With Gary Nabhan and other colleagues,
we have formed a new organization called
The Ethnobiology and Conservation
Team. Our major focus will be to
expand the Shamans Apprentice
effort to many different peoples and
regions around the world. We are in the
process of launching parallel efforts in
the Argentine Chaco, in northern
Australia, and even here in the American
southwest. A most successful effort is
well underway in the Colombian Amazon
with the Ingano people. Under the
direction of the most accomplished Ingano
shamans in collaboration with Colombian
physician Dr. German Zuluaga, shamanistic
practices and wisdom are being taught to
the young Inganos as well as the
neighboring Correguajes whose last true
shamans died over a decade ago.
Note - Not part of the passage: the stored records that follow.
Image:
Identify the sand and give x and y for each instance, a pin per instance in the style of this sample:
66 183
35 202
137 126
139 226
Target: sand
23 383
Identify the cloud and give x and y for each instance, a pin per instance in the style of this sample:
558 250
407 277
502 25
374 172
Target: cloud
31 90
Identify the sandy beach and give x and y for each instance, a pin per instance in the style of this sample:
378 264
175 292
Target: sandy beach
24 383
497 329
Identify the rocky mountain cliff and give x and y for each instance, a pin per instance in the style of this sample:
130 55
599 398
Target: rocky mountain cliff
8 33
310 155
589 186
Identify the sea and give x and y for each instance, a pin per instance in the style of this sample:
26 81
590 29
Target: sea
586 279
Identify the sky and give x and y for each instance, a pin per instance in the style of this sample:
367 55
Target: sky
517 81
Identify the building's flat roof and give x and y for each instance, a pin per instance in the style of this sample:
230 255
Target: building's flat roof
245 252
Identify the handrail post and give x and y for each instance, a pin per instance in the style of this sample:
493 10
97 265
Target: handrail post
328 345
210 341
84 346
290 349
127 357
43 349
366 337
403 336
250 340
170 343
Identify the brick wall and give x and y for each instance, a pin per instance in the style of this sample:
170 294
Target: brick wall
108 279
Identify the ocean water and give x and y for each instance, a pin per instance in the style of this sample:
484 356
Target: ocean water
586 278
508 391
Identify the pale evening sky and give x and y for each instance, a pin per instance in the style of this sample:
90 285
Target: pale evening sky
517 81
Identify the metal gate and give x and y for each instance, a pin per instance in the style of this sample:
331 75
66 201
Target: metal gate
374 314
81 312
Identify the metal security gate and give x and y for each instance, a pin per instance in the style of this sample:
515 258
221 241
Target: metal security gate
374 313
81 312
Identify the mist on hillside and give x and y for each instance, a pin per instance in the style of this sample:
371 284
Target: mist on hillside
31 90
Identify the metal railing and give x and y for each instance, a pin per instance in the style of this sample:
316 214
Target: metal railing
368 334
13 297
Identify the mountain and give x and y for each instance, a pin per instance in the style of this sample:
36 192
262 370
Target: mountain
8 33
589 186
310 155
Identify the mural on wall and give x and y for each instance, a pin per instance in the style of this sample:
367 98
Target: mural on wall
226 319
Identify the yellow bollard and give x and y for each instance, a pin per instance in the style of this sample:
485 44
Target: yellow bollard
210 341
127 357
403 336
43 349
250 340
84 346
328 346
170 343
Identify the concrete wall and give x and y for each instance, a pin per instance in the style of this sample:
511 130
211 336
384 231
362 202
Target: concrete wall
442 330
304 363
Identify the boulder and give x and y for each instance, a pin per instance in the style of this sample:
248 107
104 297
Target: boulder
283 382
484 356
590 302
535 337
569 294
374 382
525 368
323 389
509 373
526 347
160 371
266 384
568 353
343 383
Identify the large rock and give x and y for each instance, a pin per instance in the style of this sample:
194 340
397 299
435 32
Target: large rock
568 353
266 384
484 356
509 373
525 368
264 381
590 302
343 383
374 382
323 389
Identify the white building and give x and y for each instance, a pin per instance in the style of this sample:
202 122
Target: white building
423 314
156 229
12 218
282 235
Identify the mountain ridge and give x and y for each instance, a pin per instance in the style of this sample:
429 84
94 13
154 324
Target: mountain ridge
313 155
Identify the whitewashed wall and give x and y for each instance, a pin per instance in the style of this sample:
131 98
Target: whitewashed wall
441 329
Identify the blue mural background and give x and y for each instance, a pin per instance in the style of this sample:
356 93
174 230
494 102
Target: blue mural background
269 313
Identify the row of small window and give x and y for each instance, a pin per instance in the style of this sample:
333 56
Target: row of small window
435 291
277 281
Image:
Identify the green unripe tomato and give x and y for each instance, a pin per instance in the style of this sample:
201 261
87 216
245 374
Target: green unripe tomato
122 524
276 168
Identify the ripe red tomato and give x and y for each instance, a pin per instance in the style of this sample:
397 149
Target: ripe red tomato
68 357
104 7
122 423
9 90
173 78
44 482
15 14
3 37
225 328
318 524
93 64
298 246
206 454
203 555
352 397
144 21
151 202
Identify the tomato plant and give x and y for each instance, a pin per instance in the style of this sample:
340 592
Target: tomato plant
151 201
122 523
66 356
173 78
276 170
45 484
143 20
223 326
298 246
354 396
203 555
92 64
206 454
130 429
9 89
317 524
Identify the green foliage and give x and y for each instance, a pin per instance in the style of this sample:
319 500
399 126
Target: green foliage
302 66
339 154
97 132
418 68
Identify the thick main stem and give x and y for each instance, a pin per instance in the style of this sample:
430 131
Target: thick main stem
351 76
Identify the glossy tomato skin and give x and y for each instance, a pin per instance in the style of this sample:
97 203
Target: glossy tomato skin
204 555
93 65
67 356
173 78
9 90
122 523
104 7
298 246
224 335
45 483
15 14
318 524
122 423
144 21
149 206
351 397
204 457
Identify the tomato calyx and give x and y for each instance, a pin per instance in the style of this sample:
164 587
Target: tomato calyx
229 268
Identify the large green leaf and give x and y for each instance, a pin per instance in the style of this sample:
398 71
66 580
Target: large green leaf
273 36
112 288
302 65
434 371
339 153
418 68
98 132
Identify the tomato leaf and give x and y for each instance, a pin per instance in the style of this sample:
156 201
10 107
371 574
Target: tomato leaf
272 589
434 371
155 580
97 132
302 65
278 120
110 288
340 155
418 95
In
addition, primary health care is being
provided to both Mestizo and
African-Colombian communities who have
little or no access to western medicine.
It is a project that incorporates
conservation, culture, human rights and
health care the type of holistic
approach that is firmly grounded in
ethnobotany.In conclusion, let me say
that I have never seen the science of
ethnobotany as alive and vibrant as it is
today. Just look at the excellent books
on the subject by Alexiades, Balick and
Cox, Cotton, Schultes and von Reis, and
others that have been published in the
last two years and you can see that
ethnobotany is in the midst of a
renaissance. The proliferation of college
courses, articles, Internet chat groups
and so on bodes well for the future.